(395e) Using Light Illumination to Control DNA Condensation
A means to control DNA compaction with light illumination has been developed using the interaction of DNA with a photoresponsive cationic surfactant. The surfactant undergoes a reversible photoisomerization upon exposure to visible (trans) or UV (cis) light. As a result, surfactant binding to DNA and the resulting DNA condensation can be tuned with light. Dynamic light scattering (DLS) measurements are used to follow lambda-DNA compaction from the elongated-coil (end-to-end distance of 1.27 mm) to the compact globular (hydrodynamic radius of 120 nm) form as a function of surfactant addition and light illumination. Moreover, the light-scattering results demonstrate that the compaction process is completely photoreversible. Fluorescence microscopy with T4-DNA is used to further confirm the light-scattering results, allowing single-molecule detection of the light-controlled coil-to-globule transition. These structural studies were combined with absorbance and fluorescence spectroscopy of crystal violet in order to elucidate the binding mechanism of the photosurfactant to DNA. The results indicate that both electrostatic and hydrophobic forces are important in the compaction process. The combined results clearly show the ability to control the interaction between DNA and the complexing agent and, therefore, DNA condensation with light.

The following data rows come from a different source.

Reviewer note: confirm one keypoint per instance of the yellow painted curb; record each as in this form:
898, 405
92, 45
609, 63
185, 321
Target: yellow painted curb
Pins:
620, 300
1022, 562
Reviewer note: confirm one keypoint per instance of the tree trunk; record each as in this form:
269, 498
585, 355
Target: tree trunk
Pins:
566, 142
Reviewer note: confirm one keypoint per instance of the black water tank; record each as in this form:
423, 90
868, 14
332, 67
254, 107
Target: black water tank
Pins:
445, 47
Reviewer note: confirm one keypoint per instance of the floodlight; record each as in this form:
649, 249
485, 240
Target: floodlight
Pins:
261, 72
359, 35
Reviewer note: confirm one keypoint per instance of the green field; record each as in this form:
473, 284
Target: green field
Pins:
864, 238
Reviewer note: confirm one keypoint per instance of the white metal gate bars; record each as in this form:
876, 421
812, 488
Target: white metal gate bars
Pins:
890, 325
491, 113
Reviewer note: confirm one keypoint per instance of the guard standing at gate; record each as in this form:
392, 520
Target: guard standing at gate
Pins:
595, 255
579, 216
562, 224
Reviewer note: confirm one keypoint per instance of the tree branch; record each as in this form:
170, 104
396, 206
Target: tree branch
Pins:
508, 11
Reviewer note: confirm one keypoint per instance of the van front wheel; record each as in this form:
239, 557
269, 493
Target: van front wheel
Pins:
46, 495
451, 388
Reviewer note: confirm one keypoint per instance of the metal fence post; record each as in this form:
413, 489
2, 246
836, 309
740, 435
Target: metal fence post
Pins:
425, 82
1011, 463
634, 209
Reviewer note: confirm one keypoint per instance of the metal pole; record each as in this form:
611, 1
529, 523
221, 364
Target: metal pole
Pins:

DNA condensation is relevant from the point of view of gene therapy, where it has been shown that complexation and the resulting compaction are essential to protect DNA from nuclease and to allow entry of DNA into cells, mainly by the endocytic pathway. Indeed, this method is preferred over viral delivery vectors, due to the potential for immunological responses associated with the use of viruses. However, while complexing agents can increase cellular uptake as a result of DNA neutralization and compaction, the tight binding of these same agents to DNA may also generally preclude or greatly reduce nuclear uptake, resulting in lower transfection efficiencies compared to viral vectors. This occurs because in the condensed state, the interaction of DNA with intracellular molecules such as importin or transportin, which transport DNA into the nucleus, are largely prevented. Thus, the development of these photoreversible DNA complexes could greatly increase transfection efficiency.